A little louder, a reminder:

"Good UX" mostly means "I've seen this before."

Have you ever seen an adult without your cultural baggage approach a doorknob for the first time? They'll start by pulling it, then pushing it. There's nothing "intuitive" about turning a round doorknob. But you've been trained, so you don't even notice.

"...but Apple, but the iphone", the iPhone was never "easy to use" or "intuitive". They bombarded TV with training videos disguised as ads for 6 months pre-release.

"You just point and click and drag everyone knows that" you spent hundreds of hours training to "just" point and click and drag, but you didn't call it training, you called it solitaire and minesweeper.

You practised.

Today, if we want a better user interface for any computing - and I think we do, and it's possible - we have two choices. Entirely 100% new - clean-break, fresh-start new - tech or to acknowledge and own that we're going to spend some time fighting reflexes honed over decades.
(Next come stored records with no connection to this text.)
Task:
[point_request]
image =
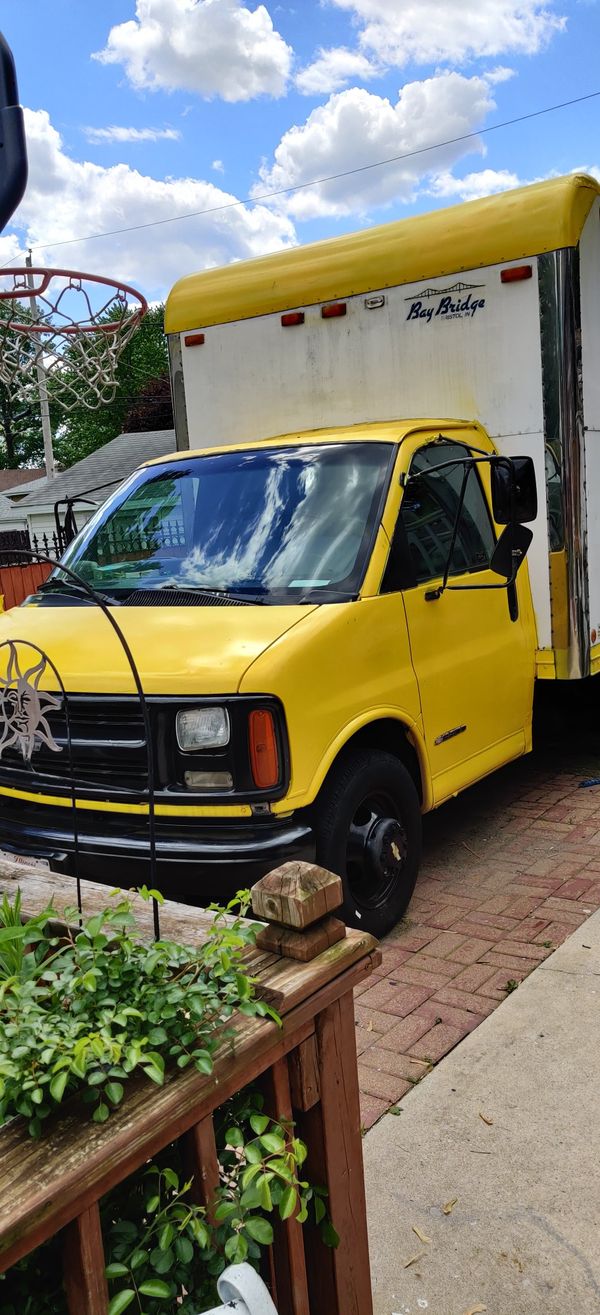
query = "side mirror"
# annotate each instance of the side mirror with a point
(13, 154)
(511, 551)
(513, 491)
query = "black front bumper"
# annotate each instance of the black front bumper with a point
(198, 859)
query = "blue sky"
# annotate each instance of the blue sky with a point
(144, 109)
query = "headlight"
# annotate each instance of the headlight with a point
(203, 727)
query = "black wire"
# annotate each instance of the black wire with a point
(317, 182)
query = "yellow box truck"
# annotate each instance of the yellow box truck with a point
(321, 587)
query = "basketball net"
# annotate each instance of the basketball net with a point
(66, 332)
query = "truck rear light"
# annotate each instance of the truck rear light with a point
(263, 748)
(208, 780)
(516, 274)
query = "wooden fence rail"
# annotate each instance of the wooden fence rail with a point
(307, 1069)
(17, 583)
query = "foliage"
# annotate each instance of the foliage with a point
(145, 359)
(80, 1011)
(21, 441)
(142, 388)
(165, 1251)
(151, 408)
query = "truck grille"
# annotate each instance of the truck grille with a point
(108, 750)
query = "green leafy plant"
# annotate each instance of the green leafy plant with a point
(165, 1251)
(83, 1010)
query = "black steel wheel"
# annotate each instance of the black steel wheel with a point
(369, 831)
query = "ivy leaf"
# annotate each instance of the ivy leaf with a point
(259, 1123)
(273, 1143)
(166, 1236)
(121, 1301)
(155, 1288)
(58, 1084)
(287, 1202)
(265, 1193)
(184, 1251)
(113, 1092)
(259, 1230)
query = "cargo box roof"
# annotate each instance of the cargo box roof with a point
(509, 226)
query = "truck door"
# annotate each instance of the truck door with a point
(474, 666)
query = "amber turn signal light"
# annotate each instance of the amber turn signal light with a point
(263, 748)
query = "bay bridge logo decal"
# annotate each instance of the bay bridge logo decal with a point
(450, 303)
(24, 706)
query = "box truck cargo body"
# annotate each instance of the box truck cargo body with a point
(488, 310)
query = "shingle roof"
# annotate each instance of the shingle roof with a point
(109, 463)
(15, 479)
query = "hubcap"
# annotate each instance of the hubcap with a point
(376, 851)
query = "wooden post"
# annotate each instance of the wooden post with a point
(338, 1278)
(288, 1264)
(296, 900)
(83, 1265)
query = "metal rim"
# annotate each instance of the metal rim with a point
(376, 850)
(21, 291)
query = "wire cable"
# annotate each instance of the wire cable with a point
(317, 182)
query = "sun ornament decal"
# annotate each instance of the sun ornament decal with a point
(24, 706)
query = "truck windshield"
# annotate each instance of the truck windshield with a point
(276, 524)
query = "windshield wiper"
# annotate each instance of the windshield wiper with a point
(216, 593)
(75, 589)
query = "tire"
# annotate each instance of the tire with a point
(367, 827)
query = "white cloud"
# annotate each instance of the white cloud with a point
(451, 30)
(213, 47)
(99, 136)
(483, 183)
(355, 128)
(67, 197)
(333, 70)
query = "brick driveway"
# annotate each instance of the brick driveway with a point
(511, 868)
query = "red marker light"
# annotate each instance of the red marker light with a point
(516, 274)
(333, 310)
(263, 748)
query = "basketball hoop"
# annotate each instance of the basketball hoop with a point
(70, 326)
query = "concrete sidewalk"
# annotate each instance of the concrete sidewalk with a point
(508, 1128)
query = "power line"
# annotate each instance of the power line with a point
(317, 182)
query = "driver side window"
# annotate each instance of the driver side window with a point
(428, 513)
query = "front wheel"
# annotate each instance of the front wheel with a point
(369, 831)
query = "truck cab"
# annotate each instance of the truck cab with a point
(321, 625)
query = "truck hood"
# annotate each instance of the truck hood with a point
(176, 650)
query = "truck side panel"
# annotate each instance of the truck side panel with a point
(462, 346)
(590, 286)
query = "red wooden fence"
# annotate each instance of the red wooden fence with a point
(16, 583)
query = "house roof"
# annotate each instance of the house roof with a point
(11, 480)
(109, 464)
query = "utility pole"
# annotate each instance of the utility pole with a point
(42, 388)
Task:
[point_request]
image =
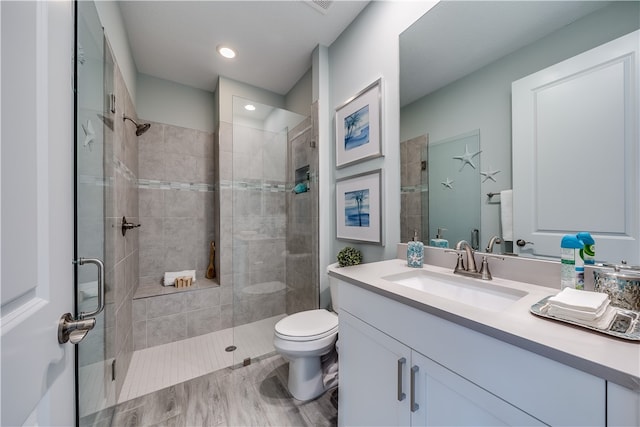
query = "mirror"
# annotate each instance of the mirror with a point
(457, 63)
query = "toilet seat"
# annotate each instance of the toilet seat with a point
(307, 325)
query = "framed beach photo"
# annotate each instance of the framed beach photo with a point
(358, 127)
(359, 208)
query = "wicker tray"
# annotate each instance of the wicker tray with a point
(625, 323)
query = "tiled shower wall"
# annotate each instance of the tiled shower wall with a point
(259, 223)
(177, 171)
(302, 220)
(121, 252)
(178, 216)
(275, 234)
(412, 212)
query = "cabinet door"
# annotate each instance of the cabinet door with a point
(623, 406)
(374, 387)
(447, 399)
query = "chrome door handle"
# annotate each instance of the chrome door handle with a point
(414, 374)
(401, 362)
(74, 330)
(100, 307)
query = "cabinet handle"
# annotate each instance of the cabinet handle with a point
(414, 374)
(401, 362)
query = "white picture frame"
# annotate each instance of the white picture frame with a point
(358, 127)
(359, 208)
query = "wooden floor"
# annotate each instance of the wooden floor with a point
(255, 395)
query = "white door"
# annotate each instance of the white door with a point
(36, 185)
(576, 153)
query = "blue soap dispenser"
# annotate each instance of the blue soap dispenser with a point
(415, 252)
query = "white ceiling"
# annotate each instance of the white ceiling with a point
(176, 40)
(456, 38)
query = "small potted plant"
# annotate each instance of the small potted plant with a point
(349, 256)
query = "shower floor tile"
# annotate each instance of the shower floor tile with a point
(162, 366)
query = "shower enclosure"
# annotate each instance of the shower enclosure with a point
(93, 196)
(274, 222)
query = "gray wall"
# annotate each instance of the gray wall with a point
(175, 104)
(482, 100)
(365, 51)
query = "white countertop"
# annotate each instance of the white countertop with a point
(607, 357)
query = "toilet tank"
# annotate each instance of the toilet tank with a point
(333, 288)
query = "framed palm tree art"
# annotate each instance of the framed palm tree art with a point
(358, 127)
(358, 208)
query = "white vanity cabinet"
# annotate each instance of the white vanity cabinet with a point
(463, 377)
(383, 382)
(623, 406)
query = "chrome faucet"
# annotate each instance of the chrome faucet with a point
(471, 261)
(471, 269)
(493, 241)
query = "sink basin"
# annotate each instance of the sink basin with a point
(477, 293)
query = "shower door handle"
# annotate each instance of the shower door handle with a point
(72, 329)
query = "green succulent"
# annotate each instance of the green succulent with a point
(349, 256)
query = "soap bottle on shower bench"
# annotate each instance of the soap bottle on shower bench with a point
(415, 252)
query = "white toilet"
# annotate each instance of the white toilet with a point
(302, 339)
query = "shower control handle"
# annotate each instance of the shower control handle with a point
(128, 225)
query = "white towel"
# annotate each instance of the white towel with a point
(579, 300)
(602, 322)
(506, 214)
(170, 276)
(569, 313)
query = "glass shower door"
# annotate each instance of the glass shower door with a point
(95, 388)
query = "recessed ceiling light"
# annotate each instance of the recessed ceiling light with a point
(227, 52)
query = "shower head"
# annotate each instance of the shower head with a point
(140, 128)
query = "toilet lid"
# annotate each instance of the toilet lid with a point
(308, 324)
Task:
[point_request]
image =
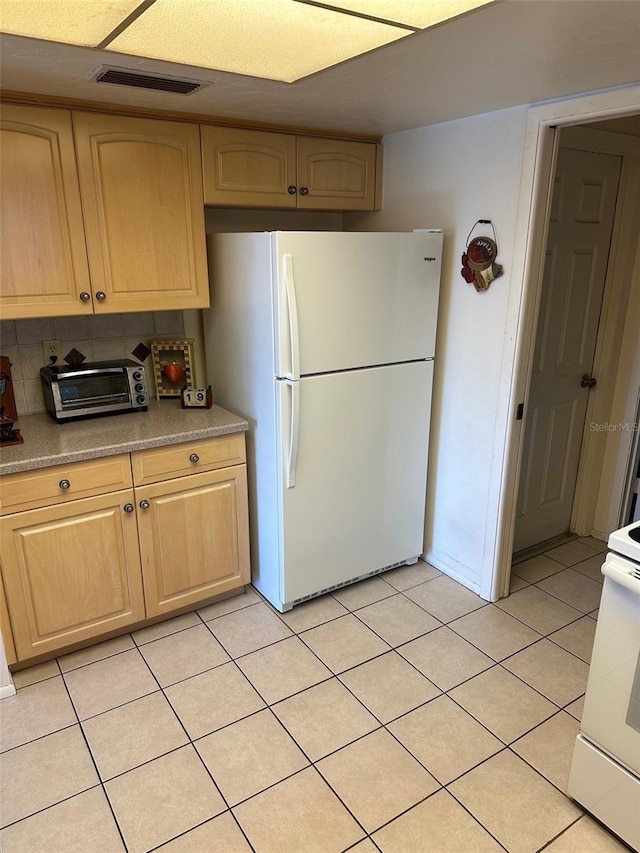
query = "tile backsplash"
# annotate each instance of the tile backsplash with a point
(98, 338)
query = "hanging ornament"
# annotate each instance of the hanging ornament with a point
(479, 261)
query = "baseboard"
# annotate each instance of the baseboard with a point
(541, 547)
(7, 690)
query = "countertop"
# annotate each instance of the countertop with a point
(47, 442)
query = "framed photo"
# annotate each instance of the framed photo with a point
(172, 366)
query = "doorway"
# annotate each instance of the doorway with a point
(618, 114)
(578, 242)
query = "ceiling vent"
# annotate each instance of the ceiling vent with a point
(125, 77)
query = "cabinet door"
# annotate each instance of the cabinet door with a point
(141, 188)
(194, 538)
(336, 174)
(71, 572)
(43, 253)
(248, 168)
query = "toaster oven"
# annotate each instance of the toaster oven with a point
(94, 388)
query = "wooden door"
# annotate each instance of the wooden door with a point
(43, 251)
(71, 572)
(141, 187)
(336, 174)
(194, 538)
(580, 228)
(248, 168)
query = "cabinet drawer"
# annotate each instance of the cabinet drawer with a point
(178, 460)
(42, 487)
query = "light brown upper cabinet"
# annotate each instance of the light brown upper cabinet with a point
(250, 168)
(141, 190)
(43, 253)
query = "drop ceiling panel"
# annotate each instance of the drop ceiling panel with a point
(84, 22)
(276, 40)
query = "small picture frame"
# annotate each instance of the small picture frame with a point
(172, 366)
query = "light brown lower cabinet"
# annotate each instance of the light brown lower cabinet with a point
(71, 572)
(193, 538)
(83, 567)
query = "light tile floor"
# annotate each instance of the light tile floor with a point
(402, 714)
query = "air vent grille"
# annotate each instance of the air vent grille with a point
(122, 77)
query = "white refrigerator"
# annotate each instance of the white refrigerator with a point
(324, 342)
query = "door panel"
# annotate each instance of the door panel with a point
(193, 538)
(361, 298)
(44, 258)
(71, 572)
(579, 236)
(141, 190)
(248, 168)
(360, 474)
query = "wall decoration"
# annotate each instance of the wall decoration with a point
(479, 260)
(8, 411)
(172, 366)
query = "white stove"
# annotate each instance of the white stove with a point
(626, 541)
(605, 774)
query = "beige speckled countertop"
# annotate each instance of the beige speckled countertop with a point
(47, 442)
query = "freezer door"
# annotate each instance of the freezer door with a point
(353, 462)
(350, 300)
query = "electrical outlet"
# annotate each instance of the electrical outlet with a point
(51, 352)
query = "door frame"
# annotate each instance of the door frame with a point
(611, 331)
(538, 168)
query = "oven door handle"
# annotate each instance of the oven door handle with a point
(622, 576)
@mhoye Anyone who thinks "just drag" is intuitive has never tried to help an 85 year old do it. Weak muscles, shaky arms, sticky old mouse, a bit of a tremor... it's actually _very_ hard to describe the motion they need to make and then all of that!
@aredridel @mhoye we've had so much trouble at work trying to make sure our shiny drag-and-drop list editor works for people who can't drag. there are so many things you need to think of and end up building twice if you really want an inclusive product
@andrewt @aredridel If you don't have a lot of cultural bench depth among the people in the room at the earliest stages of some product's life, people who feel safe and empowered to speak up, then an awful lot of your design and iteration process is going to end up wasted.